For the purposes of research in the domain of philosophy and reception theory, I need a complete recording of an opera in an unusual language (examples might include the Turkish _Özsoy_ (or _Fereydun_) by Ahmet Adnan Saygun, the Macedonian _Goce _ by Kiril Makedonski or the Sinhalese _Agni_ by Premasiri Khemadasa. Other examples can be found at http://en.wikipedia.org/wiki/Category:Operas_by_language).

What I mean by an unusual language is anything OTHER than the most popular European languages (German, French, Spanish, Italian, etc.), Russian, Polish or any other Slavonic language, Latin or Greek.

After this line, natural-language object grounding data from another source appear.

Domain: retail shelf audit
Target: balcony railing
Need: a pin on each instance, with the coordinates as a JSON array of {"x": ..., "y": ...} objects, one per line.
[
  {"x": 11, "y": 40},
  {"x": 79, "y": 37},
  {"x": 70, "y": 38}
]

Unfortunately, YouTube "won't do it" - I need a full recording of one of those in an audio format.

I would greatly appreciate any help. Maybe some of you are in possession of such CDs or files?


----------



## Almaviva (Aug 13, 2010)

Won't Finnish or Czech do? You can find operas in these languages available to be purchased from Amazon.com.


----------



## superhorn (Mar 23, 2010)

Try the excellent Devcca recording of the delightful,madcap comic opera 
"Maskarade" by Denmark's greatest composer Carl Nielsen, on Decca,
conducted by UlF Schirmer. It has an all Scandinavian cast singing in the original Danish.
I'm not sure if it's still available, but check arkivmusic.com, by far the best place on the internet for hard to find classical CDs and DVDs . Their overall selection is unsurpassed.

Nielsen's other opera is "Saul & David", based on the Bible, and is a much more serious and dramatic work. I'm not sure if the excellent Chandos recording copnducted by Neeme Jarvi ,with the late bass Aage Haugland as king Saul is still available, but you can also check arkivmusic.com.
They're both wonderful operas, and deserve to be better known.


----------